MEDAN - Dalam rangka mendukung Revitalisasi dan Reformasi Hukum berdasarkan Nawacita, Menteri Hukum dan Hak Azasi Manusia (Menkumham) Yasonna H Laoly, SH, MSc, Ph.D segera melakukan reformasi sistem penegakan hukum dan pelayanan publik di bidang pemasyarakatan.



Hal tersebut disampaikan Menkumham dalam kuliah umum di hadapan mahasiswa dan civitas akademika Universitas Prima Indonesia (UNPRI) dengan tema 'Revitalisasi dan Reformasi Hukum Berdasarkan Nawacita' di aula serba guna Universitas Prima Indonesia Medan, Sabtu (18/2/2017).

Kuliah Umum tersebut dihadiri pendiri UNPRI I Nyoman Ehrich Lister, MKes, AIFM, Ketua BPH UNPRI Dr. Tommy Leonard, SH, MKn, Penasehat UNPRI RE Nainggolan dan Sofyan Wijaya, GM Rumah Sakit Royal Prima Dr. Heriyanti, SH, MKn, jajaran rektor, dekan dan dosen di lingkungan UNPRI.

Menkumham mengatakan, program revitalisasi hukum menjadi agenda strategis dari pemerintah untuk memulihkan kepercayaan publik, serta menciptakan keadilan dan kepastian hukum. "Kami akan menghadirkan kembali negara untuk melindungi segenap bangsa dan memberikan rasa aman pada seluruh warga negara," ujarnya.

Disebutkannya, dalam melakukan pemulihan kepercayaan publik dan memberikan keadilan dan kepastian hukum, maka diperlukan revitalisasi hukum di antaranya dengan melakukan pembenahan kelembagaan untuk melahirkan penegakan hukum yang profesional.
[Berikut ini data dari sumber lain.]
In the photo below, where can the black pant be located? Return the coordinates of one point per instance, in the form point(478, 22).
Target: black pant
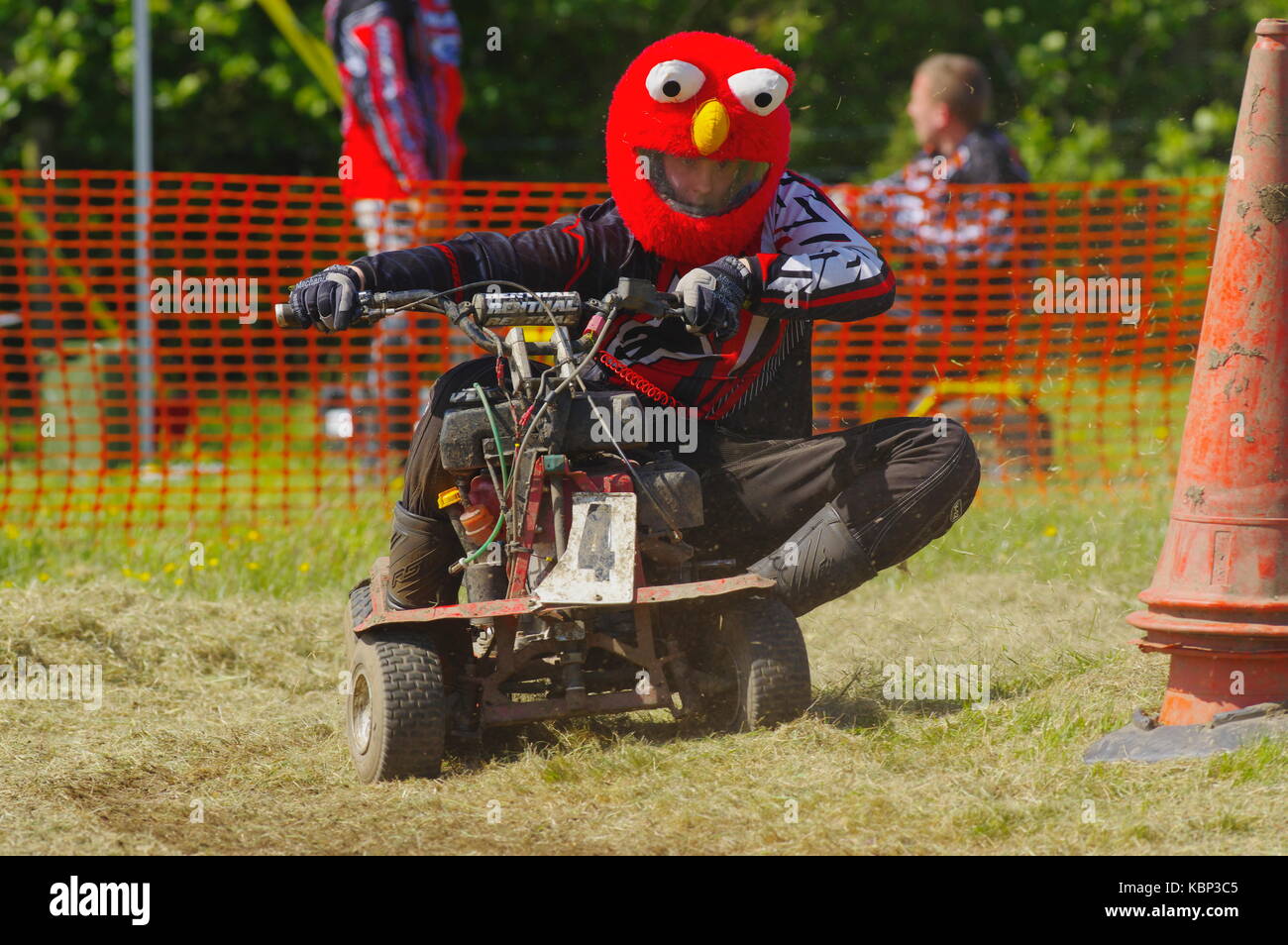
point(898, 483)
Kemudian juga dilakukan penataan regulasi agar melahirkan regulasi berkualitas, serta pembangunan budaya hukum untuk menjadikan budaya hukum yang kuat.

Dia menyebutkan, pembangunan ekonomi harus sejalan dengan pembangunan hukum. "Kalau dunia ekonomi tidak diikuti dengan hukum yang baik, maka ekonomi bisa seret. Tidak ada tertib hukum yang baik, apalagi banyak pungli, maka cost ekonomi menjadi besar. Korelasi antara pembangunan hukum dan pembangunan ekonomi harus berjalan beriringan dan saling menguatkan," ujarnya.

Yasonna Laoly mengatakan, masalah perizinan merupakan suatu persoalan besar di Indonesia. Apalagi di daerah-daerah, banyak Peraturan Daerah (Perda) yang bertentangan satu sama yang lain, seperti keputusan menteri dengan Perda maupun keputusan antar menteri, hal itu dikarenakan ego sektoral masing-masing.

"Ini yang harus dideregulasi. Kemudian, dalam budaya kita yang masih banyak mindset yang tidak baik, seperti dalam pengurusan izin, 'kalau bisa dipersulit kenapa harus dipermudah'. Budaya itu yang harus kita buang. Mindset itu harus dirubah total, kalau bisa dipermudah kenapa harus dipersulit. Kalau dipersulit berarti ada sesuatu. Di sinilah negara hadir," ujarnya.

Menurutnya, penataan regulasi dan pembuatan deregulasi yang berkualitas ini merupakan perjalanan panjang yang harus dilakukan. "Kalau tidak dilakukan, walaupun kita maju dengan pertumbuhan pembangunan ekonomi yang tinggi, sementara hukumnya terseret, maka orang akan bisa mempermainkan sistem," sebutnya.

"Penegakan hukum memang memerlukan kepastian hukum, pembenahan kelembagaan kementerian, badan-badan akan kita sederhanakan, kita sinergikan. Perlu penataan kelembagaan, supaya birokrasi bisa bergerak cepat, tidak gendut. Kalau birokrasi yang gendut, padat, pasti lamban gerakannya," tambahnya lagi.

Menkumham berharap, penegakan hukum di kelembagaannya menjadikan hukum yang profersional, polisinya juga harus taat hukum, jaksa yang profesional, dan hakimnya juga harus profesional. "Dalam penegakan hukum yang profesional, harus ada keberanian. Kita harus membangun penegakan hukum yang profesional, jaksanya profesional, jaksanya yang tidak meras, polisinya yang tidak meras, petugas lapasnya yang tidak memeras," pungkasnya.